AB: [...]From the Proof Paintings there's a chalk-line. The chalk line is evidence of something, a missing body or a subject missing from the center. Then after a while you describe it as a constant like a word or a number and at the same time you start to make monochromes. Is there a subject in the monochromes?

AW: After making images for years and trying to understand them. How people look at paintings in a museum, they often look quickly or sometimes pretend to look for long enough. If the painting is on your wall, you see it for a few seconds in the morning or at night and that's only maybe thirty seconds in a week say so about two minutes in a month. It’s less than thirty minutes a year. At first it seems like the painting relates to a topic, but then the subjects change. After three or four years a good painting becomes interesting.

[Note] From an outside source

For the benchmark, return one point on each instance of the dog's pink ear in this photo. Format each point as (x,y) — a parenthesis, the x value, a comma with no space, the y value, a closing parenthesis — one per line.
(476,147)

After subjects have come and gone, the painting starts to relate to things you can’t address directly, private decisions you might consider briefly in the morning or at night. Things like relationships or decisions you turn over in your heart. What’s left on your wall is a surface and at that point, you either get this feeling that the surface is empty or else the painting holds up. The painting is “good,” this distinction...I guess the subject, is about values.

AB: goodness, you mean.

AW: Yeah.

AB: The monochromes and the frescos look very different in person.

AW: --than they do in a photograph?

AB: Yes in a room they’re very warm and open. They change the room.

AW: I mean, what you see in a photograph is a symbol.

AB: Let’s talk about your relationship to words...

AW Okay sure.

AB I know you paint late at night and very early in the morning. When do you write?